In [6]:
import os
import tarfile
import spatialdata as sd
import pandas as pd
import spatialdata_db
from spatialdata_io import xenium, visium, visium_hd

In [7]:
def decrompress_if_not_done(path, tar_gz_file):
    decompressed_folder_name = tar_gz_file[:-7]
    decompressed_folder_path = os.path.join(path, decompressed_folder_name)

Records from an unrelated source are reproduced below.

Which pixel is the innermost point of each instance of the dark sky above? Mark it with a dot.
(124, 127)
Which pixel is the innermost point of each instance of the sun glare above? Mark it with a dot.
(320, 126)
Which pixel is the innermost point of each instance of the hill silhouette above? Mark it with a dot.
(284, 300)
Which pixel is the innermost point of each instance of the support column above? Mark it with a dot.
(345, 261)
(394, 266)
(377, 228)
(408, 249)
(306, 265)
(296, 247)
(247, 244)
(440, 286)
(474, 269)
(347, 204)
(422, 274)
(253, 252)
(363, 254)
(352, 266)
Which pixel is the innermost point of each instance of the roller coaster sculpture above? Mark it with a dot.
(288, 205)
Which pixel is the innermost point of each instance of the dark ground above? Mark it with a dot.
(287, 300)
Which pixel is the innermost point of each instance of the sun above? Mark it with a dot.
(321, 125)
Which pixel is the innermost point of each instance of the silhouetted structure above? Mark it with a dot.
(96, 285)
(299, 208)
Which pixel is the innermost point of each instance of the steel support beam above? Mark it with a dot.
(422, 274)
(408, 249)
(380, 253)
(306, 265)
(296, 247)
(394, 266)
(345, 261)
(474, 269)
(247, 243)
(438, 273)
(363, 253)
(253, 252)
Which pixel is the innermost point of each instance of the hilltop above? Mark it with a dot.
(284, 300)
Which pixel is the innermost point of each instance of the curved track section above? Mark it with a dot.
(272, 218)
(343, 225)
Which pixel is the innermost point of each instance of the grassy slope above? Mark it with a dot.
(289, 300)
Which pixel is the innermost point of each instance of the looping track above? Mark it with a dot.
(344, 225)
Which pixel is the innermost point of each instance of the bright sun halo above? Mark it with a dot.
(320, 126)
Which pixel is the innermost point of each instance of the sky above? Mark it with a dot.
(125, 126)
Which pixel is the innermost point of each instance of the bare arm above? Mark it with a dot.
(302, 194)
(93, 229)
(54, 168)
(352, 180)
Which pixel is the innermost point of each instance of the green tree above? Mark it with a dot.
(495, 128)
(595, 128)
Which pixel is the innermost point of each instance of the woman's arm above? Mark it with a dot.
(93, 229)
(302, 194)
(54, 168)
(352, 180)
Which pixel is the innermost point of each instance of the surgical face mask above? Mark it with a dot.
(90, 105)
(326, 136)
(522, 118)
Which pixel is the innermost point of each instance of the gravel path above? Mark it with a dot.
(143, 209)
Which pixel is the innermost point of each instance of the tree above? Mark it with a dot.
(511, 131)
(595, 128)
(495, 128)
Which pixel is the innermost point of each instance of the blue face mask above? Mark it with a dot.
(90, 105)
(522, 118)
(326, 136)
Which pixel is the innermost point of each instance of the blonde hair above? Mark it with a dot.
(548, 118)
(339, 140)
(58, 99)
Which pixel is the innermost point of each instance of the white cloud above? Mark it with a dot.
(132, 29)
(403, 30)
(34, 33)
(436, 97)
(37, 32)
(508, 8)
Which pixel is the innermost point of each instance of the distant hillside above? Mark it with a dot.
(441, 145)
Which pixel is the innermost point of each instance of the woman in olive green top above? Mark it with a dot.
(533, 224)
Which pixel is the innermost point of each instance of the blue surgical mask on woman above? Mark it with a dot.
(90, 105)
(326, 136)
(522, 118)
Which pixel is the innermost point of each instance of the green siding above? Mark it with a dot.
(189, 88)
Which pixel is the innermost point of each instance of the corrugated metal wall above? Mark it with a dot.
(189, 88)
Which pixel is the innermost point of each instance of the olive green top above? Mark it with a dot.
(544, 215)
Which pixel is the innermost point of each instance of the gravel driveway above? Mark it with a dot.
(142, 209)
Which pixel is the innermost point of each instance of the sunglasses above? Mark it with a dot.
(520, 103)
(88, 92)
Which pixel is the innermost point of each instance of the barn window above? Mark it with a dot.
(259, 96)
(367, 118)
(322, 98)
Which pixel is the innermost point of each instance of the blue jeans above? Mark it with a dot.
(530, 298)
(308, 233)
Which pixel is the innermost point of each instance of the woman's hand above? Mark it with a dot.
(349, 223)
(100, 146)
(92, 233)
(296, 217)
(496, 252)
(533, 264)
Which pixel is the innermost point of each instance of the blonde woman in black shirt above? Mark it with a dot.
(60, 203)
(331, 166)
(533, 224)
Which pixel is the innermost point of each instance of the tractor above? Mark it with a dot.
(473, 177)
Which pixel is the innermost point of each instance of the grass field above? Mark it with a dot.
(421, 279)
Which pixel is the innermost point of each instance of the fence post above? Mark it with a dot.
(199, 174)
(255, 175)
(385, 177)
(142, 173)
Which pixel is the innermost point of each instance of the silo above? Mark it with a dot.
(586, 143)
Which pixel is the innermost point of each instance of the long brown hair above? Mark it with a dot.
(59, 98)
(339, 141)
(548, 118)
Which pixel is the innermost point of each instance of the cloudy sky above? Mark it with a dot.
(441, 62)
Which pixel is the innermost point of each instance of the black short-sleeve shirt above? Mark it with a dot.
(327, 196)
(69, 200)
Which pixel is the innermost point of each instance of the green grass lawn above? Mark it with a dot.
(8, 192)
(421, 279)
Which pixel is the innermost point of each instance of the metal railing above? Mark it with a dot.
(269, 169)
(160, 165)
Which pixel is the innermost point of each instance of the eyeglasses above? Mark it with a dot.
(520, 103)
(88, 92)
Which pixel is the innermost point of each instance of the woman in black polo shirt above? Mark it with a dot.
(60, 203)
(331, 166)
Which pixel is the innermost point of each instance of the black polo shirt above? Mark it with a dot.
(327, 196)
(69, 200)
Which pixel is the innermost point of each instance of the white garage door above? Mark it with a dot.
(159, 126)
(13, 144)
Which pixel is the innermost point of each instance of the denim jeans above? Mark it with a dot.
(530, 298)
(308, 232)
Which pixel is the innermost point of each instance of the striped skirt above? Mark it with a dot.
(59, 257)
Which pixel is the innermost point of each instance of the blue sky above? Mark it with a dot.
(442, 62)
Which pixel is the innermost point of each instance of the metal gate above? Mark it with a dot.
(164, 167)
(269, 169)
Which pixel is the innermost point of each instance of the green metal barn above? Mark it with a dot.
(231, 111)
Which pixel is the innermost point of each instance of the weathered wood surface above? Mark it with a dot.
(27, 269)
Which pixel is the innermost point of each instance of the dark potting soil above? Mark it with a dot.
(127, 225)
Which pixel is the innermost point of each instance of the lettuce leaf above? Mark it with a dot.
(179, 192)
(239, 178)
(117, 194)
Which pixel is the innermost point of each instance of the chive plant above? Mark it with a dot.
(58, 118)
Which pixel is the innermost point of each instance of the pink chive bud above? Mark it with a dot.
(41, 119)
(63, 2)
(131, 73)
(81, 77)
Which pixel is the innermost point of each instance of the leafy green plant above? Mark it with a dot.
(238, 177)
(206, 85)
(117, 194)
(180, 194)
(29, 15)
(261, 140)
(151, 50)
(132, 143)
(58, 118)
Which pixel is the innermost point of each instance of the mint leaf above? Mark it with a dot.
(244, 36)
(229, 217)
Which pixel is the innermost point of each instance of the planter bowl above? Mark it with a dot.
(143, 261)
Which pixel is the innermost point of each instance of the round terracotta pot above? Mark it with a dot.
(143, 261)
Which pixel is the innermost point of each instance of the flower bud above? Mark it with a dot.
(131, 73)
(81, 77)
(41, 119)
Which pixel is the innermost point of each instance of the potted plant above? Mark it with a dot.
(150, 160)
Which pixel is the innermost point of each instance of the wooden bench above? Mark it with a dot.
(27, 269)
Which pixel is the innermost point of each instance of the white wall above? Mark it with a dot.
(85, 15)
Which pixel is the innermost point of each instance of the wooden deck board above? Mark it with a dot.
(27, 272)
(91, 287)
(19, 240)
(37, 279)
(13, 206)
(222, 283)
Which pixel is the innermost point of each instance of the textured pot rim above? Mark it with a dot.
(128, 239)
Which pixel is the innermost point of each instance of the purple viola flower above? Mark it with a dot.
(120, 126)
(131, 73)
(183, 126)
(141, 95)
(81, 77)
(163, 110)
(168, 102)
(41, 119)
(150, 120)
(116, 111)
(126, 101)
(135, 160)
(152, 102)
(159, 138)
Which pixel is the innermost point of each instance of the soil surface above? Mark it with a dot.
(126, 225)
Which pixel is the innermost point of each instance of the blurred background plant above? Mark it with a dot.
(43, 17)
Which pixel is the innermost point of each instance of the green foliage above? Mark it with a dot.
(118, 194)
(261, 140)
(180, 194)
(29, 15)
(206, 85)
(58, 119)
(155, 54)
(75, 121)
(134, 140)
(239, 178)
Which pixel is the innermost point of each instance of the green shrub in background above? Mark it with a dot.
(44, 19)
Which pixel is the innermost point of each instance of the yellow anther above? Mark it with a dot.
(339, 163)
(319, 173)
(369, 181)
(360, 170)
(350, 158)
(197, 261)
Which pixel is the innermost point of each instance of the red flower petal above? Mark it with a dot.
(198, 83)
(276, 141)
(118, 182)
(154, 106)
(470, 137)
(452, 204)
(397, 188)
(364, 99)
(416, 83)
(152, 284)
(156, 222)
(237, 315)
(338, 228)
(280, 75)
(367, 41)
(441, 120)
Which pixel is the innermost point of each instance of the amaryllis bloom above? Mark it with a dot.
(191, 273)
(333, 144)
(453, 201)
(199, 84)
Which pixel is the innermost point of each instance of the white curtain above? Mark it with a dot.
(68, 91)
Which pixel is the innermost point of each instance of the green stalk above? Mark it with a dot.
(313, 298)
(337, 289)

    # Check if the decompressed folder already exists
    if os.path.exists(decompressed_folder_path):
        print(f"Decompressed folder already exists for: {tar_gz_file}")
    else:
        # Decompress the .tar.gz file
        print(f"Decompressing: {tar_gz_file}")
        try:
            with tarfile.open(os.path.join(path, tar_gz_file), "r:gz") as tar:
                tar.extractall(path=decompressed_folder_path)
            print(f"Decompressed: {tar_gz_file} -> {decompressed_folder_path}")
        except Exception as e:
            print(f"Error decompressing {tar_gz_file}: {e}")

In [3]:
# uids_to_add = ["10vek", "1000j", "1005m", "1012t", 
#  "101cw", "101in", "1025z", "103sm", "103te", 
#  "103uy", "104dm", "104pe", "105tt", "10fna"]

In [None]:
#TODO: go through problem files: 10vek, 10s7d
uids_to_add = ["10s7d"]
# uids_to_add = ["10vek"]

In [9]:
SDDB_KEY = 'sample'
DATA_PATH = '/lustre/groups/ml01/projects/2024_spatialdata_db/data'
CSV_FILE_PATH = './metadata_10x.csv'

df = pd.read_csv(CSV_FILE_PATH, sep='\t')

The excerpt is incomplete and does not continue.